Sunday, 1 April 2012

Lomond Loitering

After our recent good weather on the west coast of Scotland it seems the draw of the bonnie, bonnie banks of Loch Lomond has been too much for some. On a drive up to Tyndrum today to summit Ben Lui we passed a number of impromptu campsites on the shores of the Loch.

campingThe sites were made up of little ‘pop-up’ tents and circles of stones leaving scorch marks on the ground. Out with that circle the ground is covered with the discarded remains of last nights dinner, this mornings breakfast and the wrappers of a snack that was consumed at some point during the stay at the pitch. I am not convinced that there will be a clean up before gypsy wagon moves out. I’m not even sure the two second erected tents will get folded up and restrained in to the boot of a car. I have a feeling the banks of the Loch will look like the aftermath of a festival.

I’m all for people getting out in the national park and giving back to the cycle of using the area as it should. These make-shift camp sites, in my opinion, are not doing this. It’s tight fisted people that don’t want to use the facilities of a proper camp site with the toilet and rubbish disposal availability which would pay back in to the local economy.

At the moment there is consultation on a couple of byelaws in the Loch Lomond national park, one is to do with wild camping on four of the islands in the loch and whether or not it should be allowed or controlled to nominated islands with toilets and fire pits. There are a couple of other options including education and patrolling of the islands. I don’t know if it is the minority or the majority of people that would be considerate to the surroundings but even a small amount of people damaging this area could leave a lasting effect to the land and to wildlife. I wonder if this should be extended to the patched of ground used on the shores?

I am a firm believer in “take only pictures and leave only footprints”. I hate littering full stop. I used to come home with pockets full of rubbish when I was at school which I had accumulated over a week, we did have bins but I just neglected to use them. Nothing has changed now. Nothing gets left on the hill, every bit of waste I produce whilst camping is carried off. I feel safe in the knowledge that the dent my tent has left in the grass mother nature will see to.

As wild campers, backpackers, hikers, mountaineers I think that everyone who will read this has seen their fair share of, what I would call, “idiots!” scarring our wilderness with empty beer cans, crisp packets and other unnatural elements. I do what I can and lift other peoples garbage and point out to the uncaring who feel someone else will clear up after them like a 3 year old would expect.
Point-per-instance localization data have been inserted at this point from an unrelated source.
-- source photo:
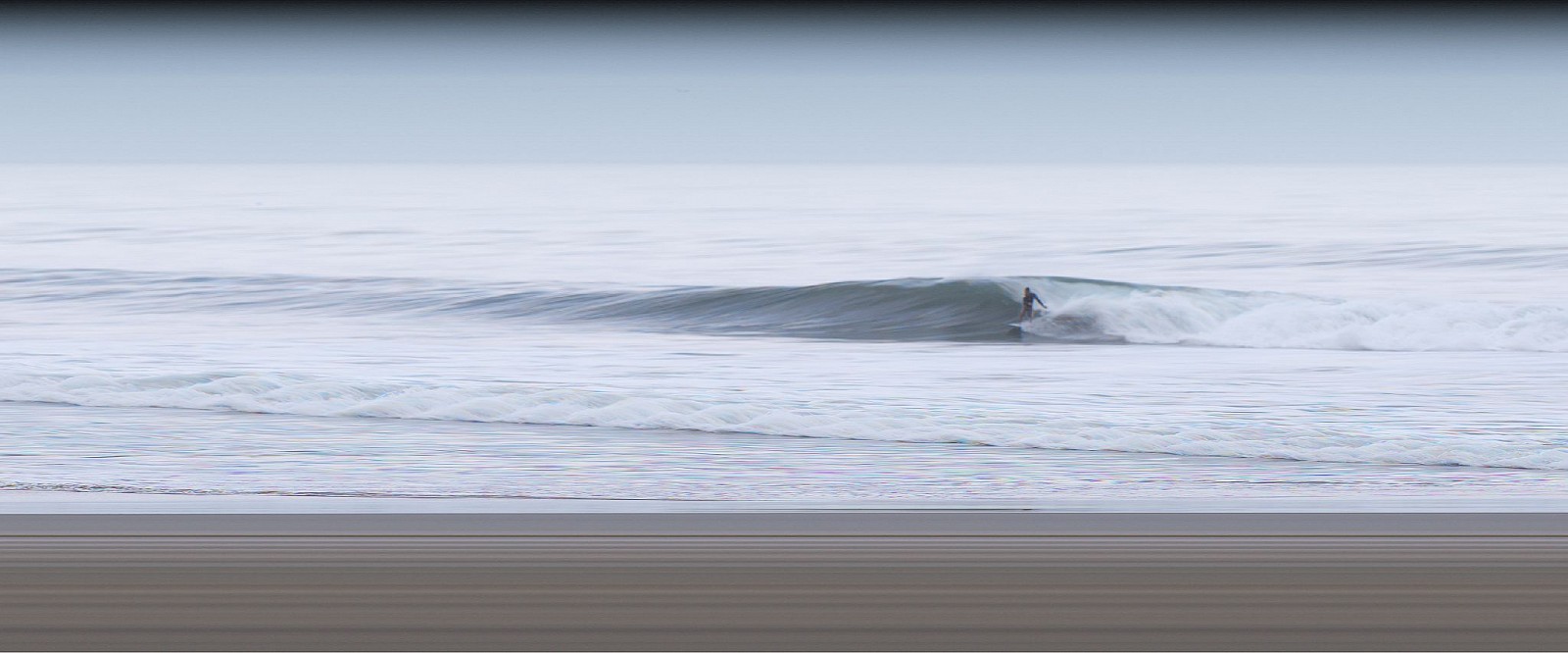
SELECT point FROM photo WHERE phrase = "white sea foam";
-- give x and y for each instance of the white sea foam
(289, 394)
(1147, 314)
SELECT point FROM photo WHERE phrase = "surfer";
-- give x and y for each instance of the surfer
(1029, 305)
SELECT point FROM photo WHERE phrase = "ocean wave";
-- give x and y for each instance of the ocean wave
(890, 310)
(990, 426)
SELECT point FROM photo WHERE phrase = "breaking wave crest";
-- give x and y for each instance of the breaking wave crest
(992, 426)
(891, 310)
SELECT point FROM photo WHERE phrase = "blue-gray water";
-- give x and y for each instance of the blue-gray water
(784, 331)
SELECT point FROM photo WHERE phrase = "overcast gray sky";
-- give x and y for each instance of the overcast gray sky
(809, 88)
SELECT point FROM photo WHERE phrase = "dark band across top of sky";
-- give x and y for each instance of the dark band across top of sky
(783, 83)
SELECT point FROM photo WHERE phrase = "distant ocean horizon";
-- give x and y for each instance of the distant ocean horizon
(784, 331)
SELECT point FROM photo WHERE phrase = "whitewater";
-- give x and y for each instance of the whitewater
(784, 331)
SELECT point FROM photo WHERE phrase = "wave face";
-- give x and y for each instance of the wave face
(893, 310)
(992, 426)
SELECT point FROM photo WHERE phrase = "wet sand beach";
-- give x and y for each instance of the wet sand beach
(784, 581)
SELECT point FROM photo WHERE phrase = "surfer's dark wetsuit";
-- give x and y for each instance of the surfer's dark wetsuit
(1029, 305)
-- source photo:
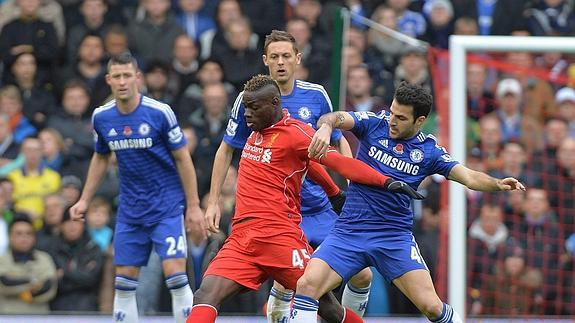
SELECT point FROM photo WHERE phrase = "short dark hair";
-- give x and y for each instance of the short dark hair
(122, 59)
(260, 81)
(416, 96)
(279, 35)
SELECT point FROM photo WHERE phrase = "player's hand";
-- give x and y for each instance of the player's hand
(78, 210)
(337, 201)
(320, 142)
(510, 184)
(396, 186)
(213, 217)
(195, 223)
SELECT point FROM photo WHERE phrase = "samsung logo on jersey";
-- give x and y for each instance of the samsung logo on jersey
(393, 162)
(141, 143)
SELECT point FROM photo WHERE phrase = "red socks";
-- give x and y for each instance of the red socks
(203, 313)
(350, 317)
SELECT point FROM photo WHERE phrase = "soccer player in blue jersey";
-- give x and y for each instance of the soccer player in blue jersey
(374, 228)
(307, 102)
(157, 186)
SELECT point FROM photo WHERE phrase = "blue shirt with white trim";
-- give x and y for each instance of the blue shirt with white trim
(150, 186)
(307, 102)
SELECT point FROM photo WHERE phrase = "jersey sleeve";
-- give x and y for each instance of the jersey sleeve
(100, 145)
(326, 107)
(237, 131)
(442, 161)
(170, 130)
(366, 121)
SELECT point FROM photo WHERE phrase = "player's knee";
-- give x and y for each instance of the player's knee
(362, 279)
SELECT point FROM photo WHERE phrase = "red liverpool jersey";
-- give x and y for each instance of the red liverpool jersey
(271, 171)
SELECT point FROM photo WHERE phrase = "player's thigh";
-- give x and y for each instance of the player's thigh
(169, 237)
(132, 245)
(418, 287)
(395, 255)
(316, 227)
(344, 253)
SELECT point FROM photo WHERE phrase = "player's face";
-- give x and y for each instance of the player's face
(260, 111)
(281, 60)
(123, 81)
(401, 122)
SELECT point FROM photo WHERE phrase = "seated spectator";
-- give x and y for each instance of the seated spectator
(513, 289)
(28, 278)
(32, 182)
(98, 219)
(79, 261)
(11, 105)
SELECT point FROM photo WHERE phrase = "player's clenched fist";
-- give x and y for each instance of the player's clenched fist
(78, 210)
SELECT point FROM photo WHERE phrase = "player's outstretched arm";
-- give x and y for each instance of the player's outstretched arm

The rangers/wardens will have a job in their hands over the next few days, especially when the weather turns and the morons up there scarper off to where they came from because they hadn’t planned for a bit of precipitation. The clean up of the bonnie banks will take some time, I would imagine, and the work done is normally thankless. The passengers travelling up that great road will not realise that the scenery would be tainted if it wasn’t for the unsung teams of people working tirelessly to keep the beautiful land that way.
Well from me and I’m sure many like me, thank you to the people that keep our tourist attractions attractive. I will do everything I can to help but the work you do is invaluable and long may it continue.

I hope you all have a great Easter break and you make proper use of the surroundings.